How on earth have we arrived at a situation where a social democratic-leaning government in Holyrood can preside over a legal aid regime just as regressive as that administered by the knuckle-dragging Neanderthals currently ruling the Westminster roost?
When a bright-eyed young Nicola, armed with her law degree from Glasgow University, took up her first job at Drumchapel Law Centre (whose successor, the Drumchapel Money Advice Centre, now faces closure) could she ever have imagined that she would preside over the slow strangulation of legal aid and access to justice?
Could she ever have dreamed that malicious prosecution, an unimaginable hypothetical subject consigned to ethics classes, could become a reality in 21st century Scotland?

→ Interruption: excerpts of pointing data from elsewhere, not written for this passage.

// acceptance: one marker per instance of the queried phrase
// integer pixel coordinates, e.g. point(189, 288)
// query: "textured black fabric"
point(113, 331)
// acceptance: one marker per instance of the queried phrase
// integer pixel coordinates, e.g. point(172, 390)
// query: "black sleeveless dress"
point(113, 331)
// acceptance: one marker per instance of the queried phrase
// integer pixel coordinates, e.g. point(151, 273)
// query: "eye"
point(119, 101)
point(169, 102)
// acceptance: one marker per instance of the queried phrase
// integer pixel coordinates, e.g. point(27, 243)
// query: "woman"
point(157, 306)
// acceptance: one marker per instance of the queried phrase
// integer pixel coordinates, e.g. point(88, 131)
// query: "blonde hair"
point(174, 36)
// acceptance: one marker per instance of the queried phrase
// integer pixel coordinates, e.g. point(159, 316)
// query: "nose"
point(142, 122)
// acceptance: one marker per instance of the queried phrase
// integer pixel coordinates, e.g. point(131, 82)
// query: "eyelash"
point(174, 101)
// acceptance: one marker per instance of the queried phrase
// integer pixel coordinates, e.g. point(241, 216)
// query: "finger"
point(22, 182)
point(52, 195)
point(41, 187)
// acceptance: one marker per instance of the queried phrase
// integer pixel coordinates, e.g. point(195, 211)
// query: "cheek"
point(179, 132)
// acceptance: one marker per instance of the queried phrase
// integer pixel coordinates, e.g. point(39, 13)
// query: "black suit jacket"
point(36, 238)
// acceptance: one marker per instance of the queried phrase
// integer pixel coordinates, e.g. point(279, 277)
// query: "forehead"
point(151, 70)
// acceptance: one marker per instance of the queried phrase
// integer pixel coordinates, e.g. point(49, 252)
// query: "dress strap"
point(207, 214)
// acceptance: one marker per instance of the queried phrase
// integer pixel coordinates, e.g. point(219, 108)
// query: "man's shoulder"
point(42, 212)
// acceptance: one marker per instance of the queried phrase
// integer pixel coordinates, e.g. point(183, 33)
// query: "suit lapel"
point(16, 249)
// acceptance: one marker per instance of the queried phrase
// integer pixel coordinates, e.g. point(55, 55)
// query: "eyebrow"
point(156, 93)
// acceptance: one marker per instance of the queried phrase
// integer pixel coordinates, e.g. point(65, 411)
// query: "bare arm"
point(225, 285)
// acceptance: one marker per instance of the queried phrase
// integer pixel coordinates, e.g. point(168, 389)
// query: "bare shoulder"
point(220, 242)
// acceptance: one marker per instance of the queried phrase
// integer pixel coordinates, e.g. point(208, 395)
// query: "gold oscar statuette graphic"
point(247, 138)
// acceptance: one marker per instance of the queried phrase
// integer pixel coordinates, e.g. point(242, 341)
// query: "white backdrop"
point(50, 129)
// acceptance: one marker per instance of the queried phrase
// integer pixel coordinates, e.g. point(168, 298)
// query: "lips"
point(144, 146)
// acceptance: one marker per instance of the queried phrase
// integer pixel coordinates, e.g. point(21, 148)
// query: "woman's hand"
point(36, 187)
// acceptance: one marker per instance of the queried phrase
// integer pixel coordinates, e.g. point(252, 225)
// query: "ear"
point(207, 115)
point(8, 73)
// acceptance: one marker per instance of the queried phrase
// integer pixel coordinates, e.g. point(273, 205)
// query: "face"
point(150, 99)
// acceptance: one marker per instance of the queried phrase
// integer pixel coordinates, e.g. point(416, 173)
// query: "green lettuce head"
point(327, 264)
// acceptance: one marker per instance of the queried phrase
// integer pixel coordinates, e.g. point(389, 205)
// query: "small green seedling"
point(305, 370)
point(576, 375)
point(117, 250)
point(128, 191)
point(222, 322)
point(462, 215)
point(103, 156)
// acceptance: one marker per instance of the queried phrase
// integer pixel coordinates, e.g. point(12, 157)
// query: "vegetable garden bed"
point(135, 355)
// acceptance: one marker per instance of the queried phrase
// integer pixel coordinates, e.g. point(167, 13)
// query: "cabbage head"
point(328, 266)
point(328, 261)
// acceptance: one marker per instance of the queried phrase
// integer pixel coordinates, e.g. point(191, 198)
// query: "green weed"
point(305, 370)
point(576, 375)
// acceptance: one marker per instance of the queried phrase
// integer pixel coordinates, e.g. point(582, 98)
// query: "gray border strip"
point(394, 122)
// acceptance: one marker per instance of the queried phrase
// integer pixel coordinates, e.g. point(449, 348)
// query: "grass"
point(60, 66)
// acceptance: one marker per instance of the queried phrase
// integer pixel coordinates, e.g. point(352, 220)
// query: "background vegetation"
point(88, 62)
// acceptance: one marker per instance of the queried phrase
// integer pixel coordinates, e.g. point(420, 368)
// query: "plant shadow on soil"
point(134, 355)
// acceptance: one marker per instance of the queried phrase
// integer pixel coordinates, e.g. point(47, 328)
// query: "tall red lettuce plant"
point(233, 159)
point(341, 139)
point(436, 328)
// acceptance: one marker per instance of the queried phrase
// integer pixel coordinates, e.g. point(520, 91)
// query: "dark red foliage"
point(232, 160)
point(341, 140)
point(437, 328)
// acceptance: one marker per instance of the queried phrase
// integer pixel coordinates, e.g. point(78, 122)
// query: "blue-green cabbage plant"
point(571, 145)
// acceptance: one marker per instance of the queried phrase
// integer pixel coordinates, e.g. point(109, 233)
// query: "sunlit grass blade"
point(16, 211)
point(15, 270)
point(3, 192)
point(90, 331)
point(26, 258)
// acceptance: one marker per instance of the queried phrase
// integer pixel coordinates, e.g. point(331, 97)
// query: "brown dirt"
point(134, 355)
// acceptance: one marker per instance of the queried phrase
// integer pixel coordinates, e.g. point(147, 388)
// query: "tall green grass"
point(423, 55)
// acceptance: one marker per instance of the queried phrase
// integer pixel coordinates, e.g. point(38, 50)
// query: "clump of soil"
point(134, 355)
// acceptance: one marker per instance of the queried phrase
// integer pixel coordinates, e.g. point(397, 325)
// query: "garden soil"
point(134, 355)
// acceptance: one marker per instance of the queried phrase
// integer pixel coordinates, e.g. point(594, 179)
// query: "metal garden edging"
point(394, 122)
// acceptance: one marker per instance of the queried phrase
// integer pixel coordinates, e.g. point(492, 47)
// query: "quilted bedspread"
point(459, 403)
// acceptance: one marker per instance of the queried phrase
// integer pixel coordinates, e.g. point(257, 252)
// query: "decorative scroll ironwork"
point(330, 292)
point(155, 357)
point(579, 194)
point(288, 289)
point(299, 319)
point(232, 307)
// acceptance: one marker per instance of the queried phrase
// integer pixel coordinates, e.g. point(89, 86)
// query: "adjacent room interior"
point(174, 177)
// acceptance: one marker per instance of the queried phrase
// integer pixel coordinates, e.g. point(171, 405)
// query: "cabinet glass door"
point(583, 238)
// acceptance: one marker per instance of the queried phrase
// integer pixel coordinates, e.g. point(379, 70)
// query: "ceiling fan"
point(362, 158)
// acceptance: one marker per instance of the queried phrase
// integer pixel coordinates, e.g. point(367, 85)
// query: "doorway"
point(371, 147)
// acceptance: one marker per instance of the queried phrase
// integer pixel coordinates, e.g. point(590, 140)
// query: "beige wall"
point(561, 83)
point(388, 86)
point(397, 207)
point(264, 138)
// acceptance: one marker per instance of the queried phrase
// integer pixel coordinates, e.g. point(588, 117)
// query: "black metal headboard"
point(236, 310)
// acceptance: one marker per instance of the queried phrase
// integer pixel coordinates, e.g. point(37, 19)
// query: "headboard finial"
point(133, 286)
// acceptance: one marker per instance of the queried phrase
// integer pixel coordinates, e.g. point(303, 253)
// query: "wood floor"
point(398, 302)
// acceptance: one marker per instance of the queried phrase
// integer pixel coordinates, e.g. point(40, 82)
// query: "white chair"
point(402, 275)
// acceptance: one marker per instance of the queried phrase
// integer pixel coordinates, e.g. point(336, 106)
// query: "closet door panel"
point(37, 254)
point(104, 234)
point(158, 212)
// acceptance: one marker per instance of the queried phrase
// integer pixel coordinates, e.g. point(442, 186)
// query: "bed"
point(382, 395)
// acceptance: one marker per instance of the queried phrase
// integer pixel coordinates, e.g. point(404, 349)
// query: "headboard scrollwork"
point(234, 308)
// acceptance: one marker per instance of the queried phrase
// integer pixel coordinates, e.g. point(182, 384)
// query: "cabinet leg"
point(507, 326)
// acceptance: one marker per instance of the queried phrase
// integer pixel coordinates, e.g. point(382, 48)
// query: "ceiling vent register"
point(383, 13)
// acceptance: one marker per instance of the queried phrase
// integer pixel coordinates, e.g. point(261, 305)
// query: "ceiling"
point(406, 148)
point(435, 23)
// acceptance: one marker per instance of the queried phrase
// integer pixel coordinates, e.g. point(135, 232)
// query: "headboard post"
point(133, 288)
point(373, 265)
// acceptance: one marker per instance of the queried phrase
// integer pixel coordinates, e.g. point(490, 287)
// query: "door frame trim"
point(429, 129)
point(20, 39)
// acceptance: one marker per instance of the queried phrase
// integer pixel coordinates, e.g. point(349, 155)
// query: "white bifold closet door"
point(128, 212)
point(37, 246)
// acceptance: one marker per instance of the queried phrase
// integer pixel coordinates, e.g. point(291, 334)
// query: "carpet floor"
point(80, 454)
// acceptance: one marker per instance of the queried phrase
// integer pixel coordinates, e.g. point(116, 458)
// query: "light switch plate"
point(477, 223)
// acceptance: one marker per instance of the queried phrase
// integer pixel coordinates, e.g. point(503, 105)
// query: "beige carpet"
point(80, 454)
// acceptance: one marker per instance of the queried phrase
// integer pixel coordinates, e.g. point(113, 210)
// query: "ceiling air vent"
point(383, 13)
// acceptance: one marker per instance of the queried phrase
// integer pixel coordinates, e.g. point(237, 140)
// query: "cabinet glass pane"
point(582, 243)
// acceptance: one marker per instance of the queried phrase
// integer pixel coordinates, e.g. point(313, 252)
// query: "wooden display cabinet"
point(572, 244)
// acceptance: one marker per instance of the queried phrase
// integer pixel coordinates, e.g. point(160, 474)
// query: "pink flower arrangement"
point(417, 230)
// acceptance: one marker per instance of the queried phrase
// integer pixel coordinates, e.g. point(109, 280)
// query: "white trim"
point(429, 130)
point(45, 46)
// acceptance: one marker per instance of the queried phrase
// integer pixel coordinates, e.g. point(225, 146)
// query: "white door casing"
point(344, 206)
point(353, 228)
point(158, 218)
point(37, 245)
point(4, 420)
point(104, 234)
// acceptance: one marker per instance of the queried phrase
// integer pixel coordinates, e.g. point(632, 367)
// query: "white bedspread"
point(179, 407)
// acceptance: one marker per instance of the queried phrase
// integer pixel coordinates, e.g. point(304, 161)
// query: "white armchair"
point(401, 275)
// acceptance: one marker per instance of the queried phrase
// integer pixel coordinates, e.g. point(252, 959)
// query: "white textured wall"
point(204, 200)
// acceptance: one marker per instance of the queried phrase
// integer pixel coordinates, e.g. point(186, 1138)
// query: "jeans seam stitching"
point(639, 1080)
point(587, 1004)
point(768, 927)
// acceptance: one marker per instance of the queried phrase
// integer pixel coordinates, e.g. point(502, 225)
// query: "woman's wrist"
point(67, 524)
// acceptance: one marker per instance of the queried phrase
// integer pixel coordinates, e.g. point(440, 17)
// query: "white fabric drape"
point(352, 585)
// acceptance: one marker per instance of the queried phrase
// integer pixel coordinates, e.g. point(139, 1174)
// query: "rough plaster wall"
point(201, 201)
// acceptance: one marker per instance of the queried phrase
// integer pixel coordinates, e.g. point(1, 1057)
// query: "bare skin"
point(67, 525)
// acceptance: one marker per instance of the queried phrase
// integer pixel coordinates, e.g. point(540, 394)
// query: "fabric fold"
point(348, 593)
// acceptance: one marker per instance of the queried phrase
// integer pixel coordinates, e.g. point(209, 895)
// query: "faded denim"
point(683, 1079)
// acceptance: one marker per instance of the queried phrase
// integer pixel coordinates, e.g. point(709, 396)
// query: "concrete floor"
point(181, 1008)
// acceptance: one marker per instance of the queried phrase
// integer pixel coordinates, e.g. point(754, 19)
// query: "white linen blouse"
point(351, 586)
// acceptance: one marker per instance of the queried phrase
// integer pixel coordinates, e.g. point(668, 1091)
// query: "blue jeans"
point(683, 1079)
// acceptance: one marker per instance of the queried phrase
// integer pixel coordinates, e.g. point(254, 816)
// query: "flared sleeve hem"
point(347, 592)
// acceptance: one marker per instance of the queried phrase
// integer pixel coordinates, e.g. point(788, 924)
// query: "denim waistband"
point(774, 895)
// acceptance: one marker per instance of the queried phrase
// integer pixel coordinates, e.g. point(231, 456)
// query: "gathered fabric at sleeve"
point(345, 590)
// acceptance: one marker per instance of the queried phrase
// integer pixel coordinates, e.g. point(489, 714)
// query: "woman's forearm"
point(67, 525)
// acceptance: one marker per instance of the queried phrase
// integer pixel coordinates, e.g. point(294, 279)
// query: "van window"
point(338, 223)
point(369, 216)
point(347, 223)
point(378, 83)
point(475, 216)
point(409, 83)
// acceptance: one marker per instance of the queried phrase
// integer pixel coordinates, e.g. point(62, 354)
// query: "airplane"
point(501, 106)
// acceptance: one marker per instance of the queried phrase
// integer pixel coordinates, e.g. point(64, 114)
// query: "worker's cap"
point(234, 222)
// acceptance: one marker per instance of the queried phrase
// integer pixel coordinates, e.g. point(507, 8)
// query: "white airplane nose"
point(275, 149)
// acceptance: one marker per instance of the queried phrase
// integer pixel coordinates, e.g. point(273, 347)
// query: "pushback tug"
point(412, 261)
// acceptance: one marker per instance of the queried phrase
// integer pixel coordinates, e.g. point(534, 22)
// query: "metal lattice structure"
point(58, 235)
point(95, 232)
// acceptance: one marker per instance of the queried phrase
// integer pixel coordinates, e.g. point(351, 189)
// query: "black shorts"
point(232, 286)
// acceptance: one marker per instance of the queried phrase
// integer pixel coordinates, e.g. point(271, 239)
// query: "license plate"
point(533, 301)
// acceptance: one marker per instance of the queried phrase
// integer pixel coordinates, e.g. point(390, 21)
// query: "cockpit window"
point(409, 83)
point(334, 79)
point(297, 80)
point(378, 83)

And does she really believe that the victims of that malicious prosecution would have been able to secure redress had they not been wealthy men supported by their firms?
Can she be satisfied that, despite Scotland seeing itself as a progressive, Northern European country, we have the third highest prison population in Europe after an England currently in the grip of right-wing headbangers and a Spain that still wrestles with its fascist past?
It is shocking to reflect that we now live in a land where malicious prosecution is a reality, where trial by jury is constantly under threat and where citizens are more likely to be jailed – while at the same time access to justice is fast becoming a privilege of the rich.
Few would doubt that Nicola Sturgeon has more empathy and decency in her little finger than is possessed by the entire motley crew in 10 Downing Street. She is the Teflon Don of Scottish politics but she is coming unstuck on Scottish justice.
That saddens us because Scotland deserves better and, deep down, Nicola knows it too.